Postwar isolationism shaped debates over the League of Nations and neutrality legislation such as the Neutrality Acts (1930s), while rising threats from Nazi Germany, Imperial Japan, and Fascist Italy prompted shifts toward internationalism manifested in Lend-Lease under Roosevelt and diplomatic engagements like the Good Neighbor policy affecting relations with Mexico and Cuba. Incidents including the Quarantine Speech and events in China and Ethiopia pushed policymakers such as Cordell Hull and Joseph P. Kennedy Sr. into contentious roles, culminating in the Pacific attack on Pearl Harbor that resolved the debate and drew leaders including Winston Churchill and Joseph Stalin into allied strategy discussions.
Following Attack on Pearl Harbor, mobilization produced the War Production Board, the Office of War Information, and the draft overseen by the Selective Service System, while industry giants like Henry J. Kaiser and William S. Knudsen coordinated production.

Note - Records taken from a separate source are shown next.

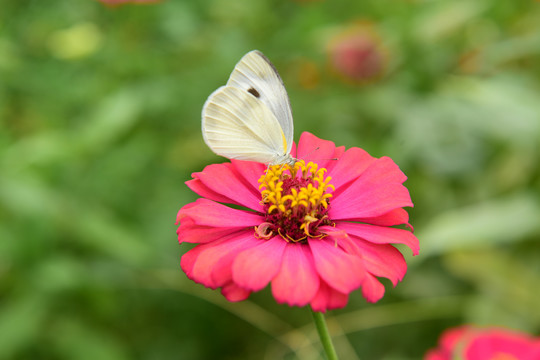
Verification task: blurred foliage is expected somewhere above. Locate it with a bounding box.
[0,0,540,360]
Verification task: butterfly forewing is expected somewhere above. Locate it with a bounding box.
[227,50,294,153]
[202,85,285,163]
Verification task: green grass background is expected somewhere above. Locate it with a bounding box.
[0,0,540,360]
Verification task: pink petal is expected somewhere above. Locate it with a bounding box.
[336,221,420,255]
[329,157,413,220]
[180,231,257,289]
[465,328,540,360]
[321,226,407,286]
[176,217,240,244]
[309,238,365,294]
[311,280,349,312]
[328,148,377,190]
[177,198,264,229]
[193,163,262,210]
[232,236,287,291]
[351,240,407,286]
[362,274,384,303]
[186,178,232,205]
[272,243,319,306]
[221,282,251,302]
[297,132,336,167]
[319,146,345,174]
[349,208,412,226]
[231,159,266,194]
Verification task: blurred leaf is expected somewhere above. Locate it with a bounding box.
[415,193,540,261]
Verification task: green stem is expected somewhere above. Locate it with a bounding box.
[310,307,338,360]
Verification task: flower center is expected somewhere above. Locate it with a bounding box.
[255,160,335,242]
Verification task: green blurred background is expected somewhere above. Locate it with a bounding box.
[0,0,540,360]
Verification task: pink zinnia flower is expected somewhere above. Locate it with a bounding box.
[424,325,540,360]
[177,133,419,311]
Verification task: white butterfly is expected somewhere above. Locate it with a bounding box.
[202,50,296,165]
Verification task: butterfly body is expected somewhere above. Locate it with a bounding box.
[202,50,296,165]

Military strategy placed commanders such as Dwight D. Eisenhower, Douglas MacArthur, Chester W. Nimitz, and George S. Patton at the center of campaigns including Operation Overlord (D-Day), the Battle of Midway, the Guadalcanal Campaign, the Battle of the Bulge, and island assaults at Iwo Jima and Okinawa. The home front endured measures like Japanese American internment directed by Executive Order 9066 and scientific projects such as the Manhattan Project that introduced the Atomic bomb used at Hiroshima and Nagasaki, while wartime conferences at Tehran Conference and Yalta Conference shaped postwar institutions including the United Nations and positioned leaders Harry S. Truman and Franklin D. Roosevelt for the transition to peacetime governance.